According to Sasha Kravchenko, lead author and professor in the MSU Department of Plant, Soil and Microbial Sciences, this difference can be attributed to the additional challenges that large-scale production presents to both low-input and organic practices. Conventional management relies on the uniform application of chemical inputs such as fertilizer and pesticides, practices that can easily be scaled up to larger fields. In contrast, low-input and organic management require much more labor-intensive work, as well as the cultivation of cover crops, which is more difficult to perform consistently on large tracts of land. Because of the difficulty of scaling up low-input and organic practices to commercial fields, those farmers may see as much as a 30 percent lower yield than research suggests.
“The big conclusion is that, when you have management practices that require a lot of time and effort, and when the success of the practice requires more work than a farmer could reasonably do in an entire farm, then we as scientists need to adjust our recommendations,” Kravchenko said. “Our study shows that if you don’t invest in field-scale studies, you run the risk of recommending impractical methods that won’t produce the promised level of return.”
Factors influence gap
Kravchenko’s team found a number of factors that influenced the yield gap between experimental plots and commercial fields. One of the most significant factors was the need for cover crops. Because low-input and organic agriculture do not rely on chemical fertilizers, low-input farmers must instead look to cover crops such as red clover to enrich their soil with nitrogen. Chemical fertilizers can be spread uniformly, but the variability in elevation, soil quality and moisture levels present in commercial-scale fields means that cover crops may not perform at the same level throughout, resulting in uneven soil health benefits and subsequently reduced yield overall. In a smaller experimental plot, more care can be taken to ensure that cover crops are established and flourish. This level of maintenance becomes less practical in a larger setting.

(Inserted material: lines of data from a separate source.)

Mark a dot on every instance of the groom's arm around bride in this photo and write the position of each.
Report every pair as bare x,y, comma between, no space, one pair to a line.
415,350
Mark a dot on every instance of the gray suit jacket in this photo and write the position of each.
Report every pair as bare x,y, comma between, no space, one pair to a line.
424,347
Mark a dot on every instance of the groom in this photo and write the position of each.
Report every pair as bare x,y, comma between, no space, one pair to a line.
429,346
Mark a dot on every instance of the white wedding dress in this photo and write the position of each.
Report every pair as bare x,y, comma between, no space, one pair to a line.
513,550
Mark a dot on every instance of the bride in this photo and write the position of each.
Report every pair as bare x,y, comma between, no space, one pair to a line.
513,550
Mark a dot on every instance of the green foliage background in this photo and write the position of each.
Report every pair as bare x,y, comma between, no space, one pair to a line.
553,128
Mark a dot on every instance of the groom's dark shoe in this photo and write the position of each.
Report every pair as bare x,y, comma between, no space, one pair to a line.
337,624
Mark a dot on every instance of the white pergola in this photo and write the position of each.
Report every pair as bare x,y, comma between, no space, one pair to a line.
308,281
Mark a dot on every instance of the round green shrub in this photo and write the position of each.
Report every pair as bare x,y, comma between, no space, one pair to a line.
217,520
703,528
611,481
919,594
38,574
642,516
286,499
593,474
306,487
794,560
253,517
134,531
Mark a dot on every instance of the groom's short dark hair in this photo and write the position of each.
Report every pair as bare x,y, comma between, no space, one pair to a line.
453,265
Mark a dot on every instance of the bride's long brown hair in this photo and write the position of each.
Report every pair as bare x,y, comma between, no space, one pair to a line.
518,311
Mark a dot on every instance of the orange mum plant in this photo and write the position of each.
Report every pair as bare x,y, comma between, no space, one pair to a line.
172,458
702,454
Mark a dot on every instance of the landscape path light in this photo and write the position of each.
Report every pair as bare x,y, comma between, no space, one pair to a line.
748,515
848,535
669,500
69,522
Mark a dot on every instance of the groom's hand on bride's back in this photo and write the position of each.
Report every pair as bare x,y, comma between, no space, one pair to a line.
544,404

The team also found challenges in weed management. Without access to the same volumes and types of chemical sprays to control weeds in conventional systems, low-input and organic farmers must use more time-consuming methods such as rotary tilling in their fields. This can provide sufficient weed control in smaller plots, but again, when scaled up to commercial levels, the practice can become impractical without the right access to labor.
Scale is critical
“These findings show that we need to pay more attention to scale in our research, as farmers face tradeoffs and time-sensitive use of resources,” said Sieg Snapp, professor in the Department of Plant, Soil and Microbial Sciences and a researcher on the team. “This needs to be reflected in our recommendations for more sustainable farming.”
These results were made possible by the long-term resources available to the KBS LTER program, which allowed the team to study and compare two full crop rotations in entire fields in all three management systems.
“Very few places in the world have the capacity to conduct replicated field-scale experiments,” said Phil Robertson, university distinguished professor of ecosystem science and LTER leader, “and even fewer for more than a year or two. But as this research shows, such experiments are crucial for answering important questions about how to convert research findings to farmer practice and thus how to feed a growing world with expanding food demands.”
Kravchenko said she hopes that this work will highlight the need for more field-scale experiments to provide farmers with the best, most practical information they need.
“My biggest hope is that the study raises awareness,” Kravchenko said. “Some level of discrepancy between findings from small plots and what farmers will experience is always anticipated, but this work shows that such discrepancies can be profound. Large field experiments aren’t just a luxury but something that must be done, especially for testing practices that require extra skills and labor.”